The increase of U.S. wine consumption over several decades has flattened. The top 30 U.S. producers sell 90 percent of the wine sold in America, but there’s an ever-increasing number of wineries, with every state in the country having at least one. (And yes, even Alaska has about half a dozen wineries, the oldest of which is Denali Winery, located in Anchorage.) This dynamic—flat growth and an increasing number of producers—has resulted in strong competition for existing wine consumers and even pushed some wine companies to begin shifting their marketing focus from exclusivity to inclusivity.
A new wild west
There are two ways to deal with changing wine-consumer behavior: abandon the category or evolve. Constellation Brands is doing both. In 2018, Constellation, America’s second-largest wine producer, saw more than a 6 percent decline in its consolidated net sales of wine compared to two years earlier. As reported by Reuters, a part of Constellation’s response is to consider selling off wine brands such as Clos du Bois, Mark West, Arbor Mist and Cooks. Such a sale would bring in an estimated $3 billion, which they’d likely shift to beer or cannabis, if their recent purchasing strategy is any indication.
Constellation hasn’t given up on California wine just yet. However, they’ve shifted their focus and approach: whereas their entrance into the Western-wine region was marked by the purchase of the iconic Robert Mondavi Winery in 2004, they’ve launched The Prisoner Wine Co. in the Napa Valley in October 2018. The winery’s design is as if Cirque Du SoleiI had a child with Vlad the Impaler. The new “winery” is decidedly leaning toward a younger generation of consumers and includes two restaurant-level kitchens, a small inside mall that houses local artisan goods such as salt, ceramics and jewelry. Outside there are gardens and vineyards, but the focus is inside—a space without clocks or windows looking at the landscape, the main light source skylights. The feeling is as if you’ve entered a space that might be anywhere, which might just speak to the “scalabilty” of the concept. The point is that the focus has shifted away from marketing to individuals who came to a specific region to enjoy wines that are expensive and “exclusive,” shifting the focus to affordable and “inclusive.”

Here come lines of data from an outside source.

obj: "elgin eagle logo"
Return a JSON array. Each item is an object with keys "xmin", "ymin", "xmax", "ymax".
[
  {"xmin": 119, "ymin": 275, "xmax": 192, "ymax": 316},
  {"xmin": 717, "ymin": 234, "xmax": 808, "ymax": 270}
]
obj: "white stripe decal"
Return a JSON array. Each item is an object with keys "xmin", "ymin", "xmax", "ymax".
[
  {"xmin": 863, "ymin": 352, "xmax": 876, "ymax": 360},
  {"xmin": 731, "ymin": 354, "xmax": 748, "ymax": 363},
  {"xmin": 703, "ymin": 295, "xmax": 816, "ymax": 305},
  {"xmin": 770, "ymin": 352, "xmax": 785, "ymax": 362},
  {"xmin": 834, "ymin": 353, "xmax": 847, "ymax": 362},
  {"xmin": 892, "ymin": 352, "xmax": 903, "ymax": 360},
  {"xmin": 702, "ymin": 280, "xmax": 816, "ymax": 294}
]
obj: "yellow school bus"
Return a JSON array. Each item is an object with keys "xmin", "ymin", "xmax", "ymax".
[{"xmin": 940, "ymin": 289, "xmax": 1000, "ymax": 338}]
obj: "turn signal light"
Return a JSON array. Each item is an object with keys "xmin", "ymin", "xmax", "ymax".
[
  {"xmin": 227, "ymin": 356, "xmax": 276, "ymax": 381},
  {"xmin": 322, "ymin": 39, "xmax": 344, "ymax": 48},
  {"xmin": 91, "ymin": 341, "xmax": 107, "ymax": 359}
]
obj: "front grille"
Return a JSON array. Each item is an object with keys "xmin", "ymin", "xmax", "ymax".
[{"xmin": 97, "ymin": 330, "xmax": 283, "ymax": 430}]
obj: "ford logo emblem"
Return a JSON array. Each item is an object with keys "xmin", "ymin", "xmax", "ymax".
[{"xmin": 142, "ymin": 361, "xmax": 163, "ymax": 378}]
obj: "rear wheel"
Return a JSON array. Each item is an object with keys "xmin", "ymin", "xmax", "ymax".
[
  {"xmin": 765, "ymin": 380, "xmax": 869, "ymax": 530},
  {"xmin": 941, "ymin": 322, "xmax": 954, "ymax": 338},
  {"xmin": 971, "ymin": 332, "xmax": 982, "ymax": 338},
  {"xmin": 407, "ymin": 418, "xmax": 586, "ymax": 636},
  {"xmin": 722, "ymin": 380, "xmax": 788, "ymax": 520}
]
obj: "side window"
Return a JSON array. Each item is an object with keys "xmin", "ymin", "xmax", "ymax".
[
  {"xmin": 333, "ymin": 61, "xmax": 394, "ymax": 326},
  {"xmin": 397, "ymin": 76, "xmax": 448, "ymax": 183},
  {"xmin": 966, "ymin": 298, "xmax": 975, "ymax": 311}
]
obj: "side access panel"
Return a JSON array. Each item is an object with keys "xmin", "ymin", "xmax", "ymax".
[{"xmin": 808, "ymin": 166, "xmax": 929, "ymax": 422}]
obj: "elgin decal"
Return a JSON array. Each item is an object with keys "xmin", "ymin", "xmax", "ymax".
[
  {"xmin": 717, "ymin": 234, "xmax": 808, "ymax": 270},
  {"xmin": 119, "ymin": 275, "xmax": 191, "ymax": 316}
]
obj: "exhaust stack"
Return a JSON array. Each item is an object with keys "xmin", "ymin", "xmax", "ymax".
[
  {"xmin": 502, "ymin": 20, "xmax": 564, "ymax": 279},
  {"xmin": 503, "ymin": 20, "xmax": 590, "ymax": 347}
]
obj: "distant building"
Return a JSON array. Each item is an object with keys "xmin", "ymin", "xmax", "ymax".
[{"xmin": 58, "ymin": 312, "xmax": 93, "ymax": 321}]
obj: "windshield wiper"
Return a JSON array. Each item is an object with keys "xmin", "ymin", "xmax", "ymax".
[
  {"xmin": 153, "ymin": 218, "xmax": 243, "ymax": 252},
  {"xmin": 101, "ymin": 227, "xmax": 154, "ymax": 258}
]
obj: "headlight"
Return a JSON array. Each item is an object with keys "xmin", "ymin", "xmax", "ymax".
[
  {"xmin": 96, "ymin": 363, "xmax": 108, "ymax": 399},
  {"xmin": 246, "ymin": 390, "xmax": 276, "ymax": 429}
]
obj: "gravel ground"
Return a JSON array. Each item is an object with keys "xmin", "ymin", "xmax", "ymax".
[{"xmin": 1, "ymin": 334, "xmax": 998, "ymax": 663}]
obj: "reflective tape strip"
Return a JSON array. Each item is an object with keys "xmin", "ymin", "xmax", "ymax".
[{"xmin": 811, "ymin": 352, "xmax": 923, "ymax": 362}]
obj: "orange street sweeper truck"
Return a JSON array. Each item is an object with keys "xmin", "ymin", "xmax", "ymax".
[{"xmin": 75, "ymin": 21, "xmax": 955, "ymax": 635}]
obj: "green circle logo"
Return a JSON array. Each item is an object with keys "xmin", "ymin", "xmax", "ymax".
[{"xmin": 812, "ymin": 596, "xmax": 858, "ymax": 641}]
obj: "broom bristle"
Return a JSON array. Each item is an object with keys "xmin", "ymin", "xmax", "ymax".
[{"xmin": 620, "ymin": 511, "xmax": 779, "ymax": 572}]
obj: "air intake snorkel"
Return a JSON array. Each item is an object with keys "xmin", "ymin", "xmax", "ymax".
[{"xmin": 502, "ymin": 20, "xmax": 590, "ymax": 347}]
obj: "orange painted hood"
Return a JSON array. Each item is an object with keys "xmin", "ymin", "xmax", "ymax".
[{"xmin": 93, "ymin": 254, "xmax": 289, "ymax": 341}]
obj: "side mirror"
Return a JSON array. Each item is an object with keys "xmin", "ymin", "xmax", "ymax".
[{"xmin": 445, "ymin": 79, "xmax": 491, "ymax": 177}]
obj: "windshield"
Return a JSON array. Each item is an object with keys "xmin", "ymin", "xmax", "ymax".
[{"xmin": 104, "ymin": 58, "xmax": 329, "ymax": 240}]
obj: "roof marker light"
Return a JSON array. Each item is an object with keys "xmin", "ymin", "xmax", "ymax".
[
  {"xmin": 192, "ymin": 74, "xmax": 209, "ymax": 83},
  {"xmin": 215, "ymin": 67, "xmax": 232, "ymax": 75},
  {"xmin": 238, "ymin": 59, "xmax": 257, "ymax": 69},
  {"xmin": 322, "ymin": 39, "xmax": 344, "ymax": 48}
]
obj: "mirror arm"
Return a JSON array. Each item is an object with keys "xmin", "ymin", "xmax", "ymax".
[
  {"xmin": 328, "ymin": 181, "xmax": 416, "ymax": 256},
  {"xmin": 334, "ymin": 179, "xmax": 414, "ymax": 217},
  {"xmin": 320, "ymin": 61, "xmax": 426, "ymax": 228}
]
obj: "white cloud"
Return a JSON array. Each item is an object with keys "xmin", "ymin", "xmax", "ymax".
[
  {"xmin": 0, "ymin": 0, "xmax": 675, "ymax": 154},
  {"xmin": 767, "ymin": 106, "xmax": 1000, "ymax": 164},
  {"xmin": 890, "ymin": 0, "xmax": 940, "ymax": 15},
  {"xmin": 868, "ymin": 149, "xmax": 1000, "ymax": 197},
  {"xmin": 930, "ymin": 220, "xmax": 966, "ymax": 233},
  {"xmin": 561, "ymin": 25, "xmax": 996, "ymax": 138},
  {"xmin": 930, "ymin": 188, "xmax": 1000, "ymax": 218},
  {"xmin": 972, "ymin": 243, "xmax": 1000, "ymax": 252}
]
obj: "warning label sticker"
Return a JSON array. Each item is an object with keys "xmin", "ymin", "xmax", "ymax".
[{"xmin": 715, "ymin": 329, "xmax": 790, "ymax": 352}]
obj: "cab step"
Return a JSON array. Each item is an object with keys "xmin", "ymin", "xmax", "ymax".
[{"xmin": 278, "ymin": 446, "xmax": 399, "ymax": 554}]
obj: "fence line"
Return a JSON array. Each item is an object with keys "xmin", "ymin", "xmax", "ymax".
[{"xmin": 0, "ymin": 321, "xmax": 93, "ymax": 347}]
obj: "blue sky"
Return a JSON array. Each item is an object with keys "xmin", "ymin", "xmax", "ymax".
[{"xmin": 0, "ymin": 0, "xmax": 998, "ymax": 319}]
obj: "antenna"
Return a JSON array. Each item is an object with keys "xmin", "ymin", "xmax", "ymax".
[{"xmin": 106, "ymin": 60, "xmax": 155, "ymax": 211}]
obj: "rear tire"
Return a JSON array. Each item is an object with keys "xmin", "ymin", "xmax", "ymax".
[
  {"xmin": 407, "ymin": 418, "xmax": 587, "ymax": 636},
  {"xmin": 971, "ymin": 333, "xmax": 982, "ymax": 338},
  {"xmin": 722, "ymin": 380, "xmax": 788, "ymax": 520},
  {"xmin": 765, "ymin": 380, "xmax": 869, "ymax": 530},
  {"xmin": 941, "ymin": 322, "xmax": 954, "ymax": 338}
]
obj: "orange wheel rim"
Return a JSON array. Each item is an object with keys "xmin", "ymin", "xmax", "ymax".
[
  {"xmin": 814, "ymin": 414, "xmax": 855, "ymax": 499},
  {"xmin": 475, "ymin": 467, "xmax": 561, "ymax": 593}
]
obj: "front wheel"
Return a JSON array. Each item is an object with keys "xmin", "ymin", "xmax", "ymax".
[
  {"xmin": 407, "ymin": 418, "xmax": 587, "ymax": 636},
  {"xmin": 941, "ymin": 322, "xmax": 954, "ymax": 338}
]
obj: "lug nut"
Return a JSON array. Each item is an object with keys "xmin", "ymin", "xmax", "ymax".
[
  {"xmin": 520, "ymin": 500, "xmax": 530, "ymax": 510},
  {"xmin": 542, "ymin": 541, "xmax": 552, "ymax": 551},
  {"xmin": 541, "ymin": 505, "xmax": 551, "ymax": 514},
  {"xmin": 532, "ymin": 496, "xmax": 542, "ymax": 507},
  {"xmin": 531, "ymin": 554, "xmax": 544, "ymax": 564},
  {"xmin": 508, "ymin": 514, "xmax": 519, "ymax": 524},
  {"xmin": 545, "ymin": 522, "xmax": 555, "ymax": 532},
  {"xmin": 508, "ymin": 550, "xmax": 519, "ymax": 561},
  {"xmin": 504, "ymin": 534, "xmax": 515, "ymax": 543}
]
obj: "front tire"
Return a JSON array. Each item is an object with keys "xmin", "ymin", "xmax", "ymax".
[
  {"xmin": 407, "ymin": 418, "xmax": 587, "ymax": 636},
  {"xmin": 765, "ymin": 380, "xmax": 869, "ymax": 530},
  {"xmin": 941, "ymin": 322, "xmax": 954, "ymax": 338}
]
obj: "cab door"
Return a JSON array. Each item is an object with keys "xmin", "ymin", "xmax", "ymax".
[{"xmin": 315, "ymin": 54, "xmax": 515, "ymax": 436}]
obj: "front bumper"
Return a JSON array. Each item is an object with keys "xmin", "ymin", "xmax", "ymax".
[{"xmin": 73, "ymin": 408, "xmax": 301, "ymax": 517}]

From exclusive to inclusive
The recent success of Northern California’s Wine Country has hinged on the idea of exclusivity, but that is changing. Driven by the Millennial generation who no longer view exclusivity as attractive—instead embracing acceptance and inclusion—marketers of goods and services have shifted their attention in that direction, too. Nearly gone are the days when producing a super-expensive wine that received high scores from elite reviewers is enough. Now such a wine might not get you much more than a seat at the table of some exceptionally wealthy — and exceptionally old—wine consumer. Traditionally, such a scene would cause most wine producers to salivate; today that’s changing. In the future such a situation might be frowned upon by younger wine-drinkers inclined to frequent a range of brands that might evoke more of a community look and feel to their ethos. Scribe Winery in Sonoma is such a winery, and I’d imagine that if they’re not already in talks with larger wine companies who’d like to purchase them, they soon will be.
Everyone in the future has some sort of long tail
Beyond going from exclusive to inclusive, some of the most innovative wine marketers are not looking to focus on what makes people the same but rather what makes them unique. Referred to as a person’s “long-tail” characteristics (a reference to the far ends of a bell-shaped curve), the seemingly contradictory concept is that while everyone is basically the same in some fundamental regards (human), each person is utterly unique in the expression of his or her own “human-ness.” In the past, marketers focused their efforts on “aspirational” elements (e.g., exclusive, thin, sexy, rich), now they’re shifting, understanding that younger generations are more inclined toward inclusion of a diverse range of lifestyles, expressions and choices.
The future of wine is affected by these broader societal changes. The companies that adapt and grow will thrive. That said, there will be some success stories that have stuck to their guns, hanging on to exclusivity as if to a lifeline, but I doubt there will be many of them.